I was in North Carolina this weekend, visiting my grandfather. He will be 89 in February, and his lungs are slowly wearing themselves out, making it harder and harder for him to diffuse oxygen. He used to build boats, and still has a boatworks, even though all the boats are gone. Now his dock is for other people's boats and for visiting grandchildren to sit on and breathe slowly and take in the sky.

My grandfather contains volumes of poetry, and because our conversations frequently involve long pauses for reflection, it's hard to tell when he starts speaking again if he's reciting some verse stored in the vaults of his brain or if he is dispensing wisdom in his own words. At the dinner table, amidst discussions with my three-year-old cousin about confining the macaroni to her plate, he will turn to my aunt and say, "Lili, are you preparing a face to meet the faces that you meet?"

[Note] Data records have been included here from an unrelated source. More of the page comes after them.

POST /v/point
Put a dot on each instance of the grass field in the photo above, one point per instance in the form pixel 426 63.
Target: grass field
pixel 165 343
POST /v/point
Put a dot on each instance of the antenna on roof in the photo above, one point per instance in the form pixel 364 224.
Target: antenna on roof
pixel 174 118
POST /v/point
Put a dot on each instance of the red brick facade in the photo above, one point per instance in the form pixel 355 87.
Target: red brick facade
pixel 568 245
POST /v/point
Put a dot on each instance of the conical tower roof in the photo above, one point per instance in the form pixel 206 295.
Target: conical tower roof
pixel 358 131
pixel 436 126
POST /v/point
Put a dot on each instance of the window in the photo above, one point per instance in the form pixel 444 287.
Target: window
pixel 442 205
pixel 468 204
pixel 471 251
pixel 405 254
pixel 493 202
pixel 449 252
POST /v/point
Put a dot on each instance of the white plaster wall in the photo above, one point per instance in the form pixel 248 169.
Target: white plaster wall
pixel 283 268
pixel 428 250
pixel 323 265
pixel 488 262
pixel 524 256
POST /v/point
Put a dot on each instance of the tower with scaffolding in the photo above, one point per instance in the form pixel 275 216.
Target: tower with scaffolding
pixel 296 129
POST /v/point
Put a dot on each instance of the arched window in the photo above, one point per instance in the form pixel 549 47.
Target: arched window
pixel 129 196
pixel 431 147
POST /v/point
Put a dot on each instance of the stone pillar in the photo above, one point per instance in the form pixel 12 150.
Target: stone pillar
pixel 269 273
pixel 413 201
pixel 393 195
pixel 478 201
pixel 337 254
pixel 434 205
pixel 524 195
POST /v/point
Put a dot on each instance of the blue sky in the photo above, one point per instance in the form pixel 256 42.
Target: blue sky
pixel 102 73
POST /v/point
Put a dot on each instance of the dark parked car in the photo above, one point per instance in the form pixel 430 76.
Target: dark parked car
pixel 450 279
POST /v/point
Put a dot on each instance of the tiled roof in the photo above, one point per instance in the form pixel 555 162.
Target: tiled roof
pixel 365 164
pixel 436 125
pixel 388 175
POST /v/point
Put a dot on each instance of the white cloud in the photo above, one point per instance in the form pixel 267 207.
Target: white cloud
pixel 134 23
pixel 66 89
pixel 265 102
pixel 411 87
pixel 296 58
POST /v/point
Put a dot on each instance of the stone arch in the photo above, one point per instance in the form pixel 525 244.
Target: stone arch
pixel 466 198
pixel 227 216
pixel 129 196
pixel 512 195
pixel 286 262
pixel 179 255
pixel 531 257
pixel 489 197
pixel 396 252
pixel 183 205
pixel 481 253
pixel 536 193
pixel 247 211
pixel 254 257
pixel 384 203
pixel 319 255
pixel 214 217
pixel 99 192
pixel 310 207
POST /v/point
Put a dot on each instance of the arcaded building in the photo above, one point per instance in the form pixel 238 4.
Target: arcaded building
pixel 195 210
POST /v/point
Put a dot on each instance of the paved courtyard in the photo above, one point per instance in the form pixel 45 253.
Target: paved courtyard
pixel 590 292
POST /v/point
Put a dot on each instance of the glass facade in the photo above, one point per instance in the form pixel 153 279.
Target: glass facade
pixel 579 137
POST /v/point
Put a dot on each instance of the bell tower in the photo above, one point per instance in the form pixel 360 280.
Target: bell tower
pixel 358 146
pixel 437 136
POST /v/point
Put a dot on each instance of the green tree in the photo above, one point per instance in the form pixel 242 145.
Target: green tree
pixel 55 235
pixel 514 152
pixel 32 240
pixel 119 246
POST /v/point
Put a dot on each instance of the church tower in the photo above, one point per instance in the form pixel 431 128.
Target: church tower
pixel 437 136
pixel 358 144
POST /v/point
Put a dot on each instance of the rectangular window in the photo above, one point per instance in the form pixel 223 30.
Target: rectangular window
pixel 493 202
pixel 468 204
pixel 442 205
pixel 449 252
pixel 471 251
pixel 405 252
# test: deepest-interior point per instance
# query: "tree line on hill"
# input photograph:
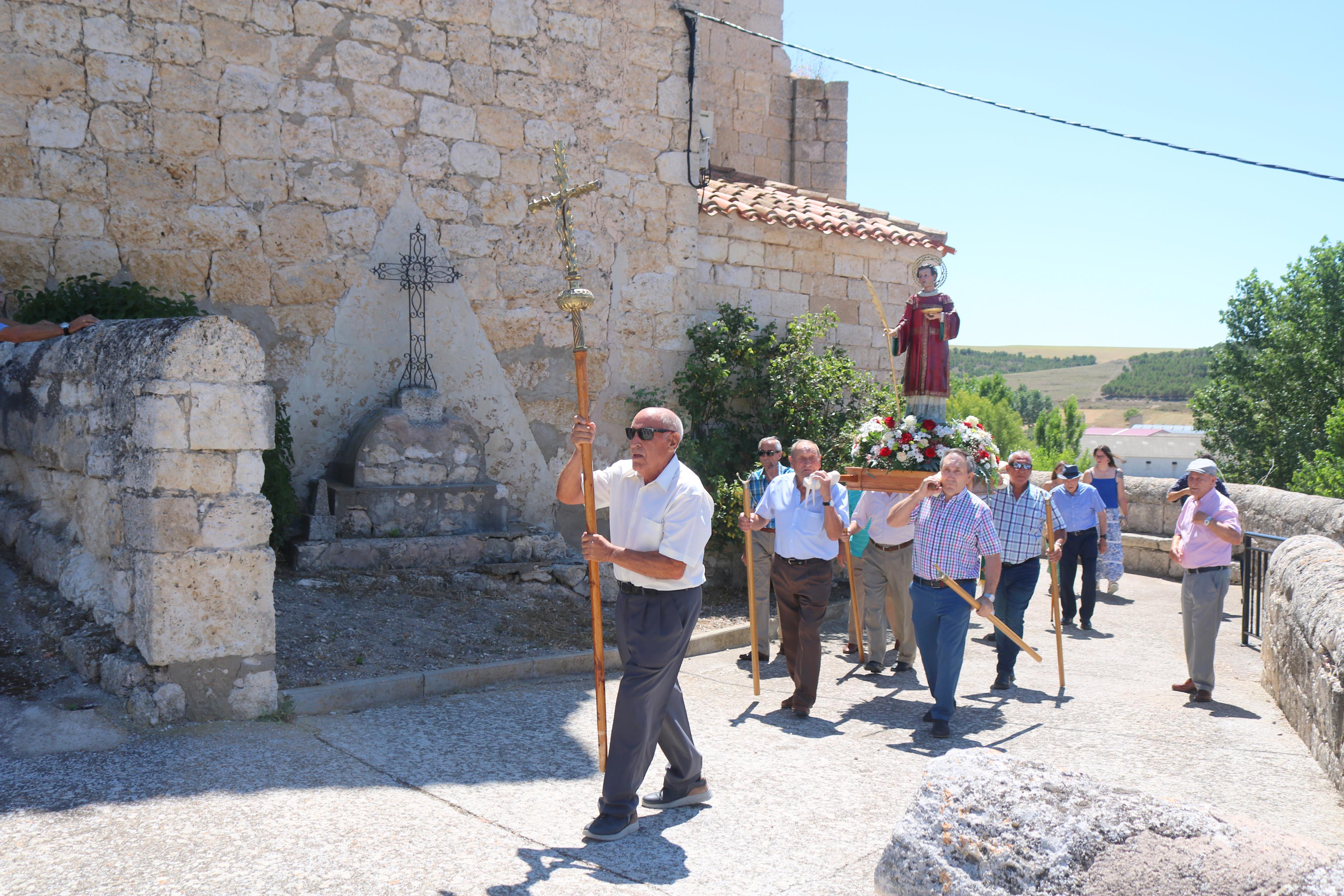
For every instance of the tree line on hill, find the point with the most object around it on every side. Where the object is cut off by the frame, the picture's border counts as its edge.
(1273, 410)
(1167, 377)
(970, 362)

Ehren, the three-year-old, takes no notice of this, placing her macaroni exactly where she pleases. But I notice this is the second time he's quoted Mr. Eliot this weekend, and this same poem no less, so I call him out on it. "What's with all the T.S. Eliot this weekend?" He just smiles at me and chuckles. I know this poem well, I remember picking it apart in school, and it doesn't escape me that it is about growing old, about dying. What seems a propos of nothing is rarely so with Grandpa Stern.

Later the two of us are sitting in the living room, watching baseball. He tells me, "this is the blessing and the curse about the situation in which I find myself -- my mind is okay, but my body is getting weak.

For the sword outwears its sheath,
   And the soul wears out the breast,
And the heart must pause to breathe,
   And love itself have rest."

This is Lord Byron, but at the time I just knew it was poetry.

I have nothing to offer him in response to this, I have no wisdom about this business of growing old, of feeling the full measure of my own life. So I just listen, sit with him, pay attention. I'm not sure this is enough, but it's what I have. I admire him deeply for many things, for being with us when he's with us, for looking ahead with his inquisitive and poetic mind, for insisting that we leave some of the figs on the tree in his front yard for the birds because this is the deal he's struck with them.